Materials and methods

Animals

Forty male albino rats of the Wistar strain (Rattus norvegicus) were used in this study. Rats 3 months old (weighing 150 ± 4 g) were purchased from the Laboratory Animal Breeding Colony of the National Research Centre, Dokki Giza, Egypt. Rats were allowed to acclimate for 1 week before the study’s start.

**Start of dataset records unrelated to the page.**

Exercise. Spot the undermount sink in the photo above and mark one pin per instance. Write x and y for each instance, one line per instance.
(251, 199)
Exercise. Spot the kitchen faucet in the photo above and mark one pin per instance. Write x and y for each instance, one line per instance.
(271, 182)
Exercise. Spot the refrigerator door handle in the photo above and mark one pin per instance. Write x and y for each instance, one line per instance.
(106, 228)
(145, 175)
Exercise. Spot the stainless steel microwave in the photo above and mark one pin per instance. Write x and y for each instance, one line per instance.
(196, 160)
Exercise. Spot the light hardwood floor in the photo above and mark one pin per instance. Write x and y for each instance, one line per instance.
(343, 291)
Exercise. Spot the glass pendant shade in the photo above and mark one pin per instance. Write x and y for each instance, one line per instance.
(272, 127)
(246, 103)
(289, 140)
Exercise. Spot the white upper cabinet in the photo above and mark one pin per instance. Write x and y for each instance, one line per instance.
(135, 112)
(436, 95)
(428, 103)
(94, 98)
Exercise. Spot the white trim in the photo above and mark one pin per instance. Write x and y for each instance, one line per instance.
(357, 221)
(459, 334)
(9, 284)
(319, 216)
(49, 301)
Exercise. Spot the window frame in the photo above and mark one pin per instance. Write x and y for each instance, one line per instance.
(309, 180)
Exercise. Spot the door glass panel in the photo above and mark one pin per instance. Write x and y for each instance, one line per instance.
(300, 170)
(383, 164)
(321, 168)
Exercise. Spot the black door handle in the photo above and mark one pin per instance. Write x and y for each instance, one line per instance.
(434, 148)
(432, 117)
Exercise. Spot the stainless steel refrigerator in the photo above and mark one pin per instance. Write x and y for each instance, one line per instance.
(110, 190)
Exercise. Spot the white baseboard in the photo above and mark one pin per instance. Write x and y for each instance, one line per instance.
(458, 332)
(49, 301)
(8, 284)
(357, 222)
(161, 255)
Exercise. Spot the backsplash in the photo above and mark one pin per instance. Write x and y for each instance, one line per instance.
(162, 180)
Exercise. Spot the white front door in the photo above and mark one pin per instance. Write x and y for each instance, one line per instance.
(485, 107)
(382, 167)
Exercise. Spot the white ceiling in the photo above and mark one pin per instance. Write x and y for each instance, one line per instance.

Rats were housed in plastic cages under natural room temperature (26 ± 2 °C) with a relative humidity of 50 ± 5% and 12 h dark/light cycle. Food and water were available ad libitum. Food consisted of pellets that were 54% carbohydrate, 3% fat, 26% protein, and 17% vitamins and minerals.

Drugs and chemicals

MTX ampoules were administered as the clinical formulation. MTX was manufactured by the Hikma Specialized Pharmaceutical Company, Cairo, Egypt. HPE is commercially known as Laennec. Laennec was obtained from YHB Pharma Company, Cairo, Egypt. Each ampoule is water-soluble and consists of a 2 ml solution containing 112 mg of human placenta. All other chemicals used were analytical grade.

Study design

Rats were randomly divided into four groups with ten animals per group as follows: Group 1 (control): untreated; Group 2 (MTX): injected intraperitoneally (i.p.) with MTX at a dose level of 5 mg/kg-body-weight in physiological saline for 5 days according to [36]; Group 3 (HPE): injected subcutaneously with HPE at a dosage of 10.08 mg/kg-body-weight (equivalent to the therapeutic dose for humans) for 2 weeks [37]; Group 4 (MTX plus HPE): treated with MTX at the same dose and duration as Group 2 and simultaneously treated with HPE at the same dose and duration as Group 3.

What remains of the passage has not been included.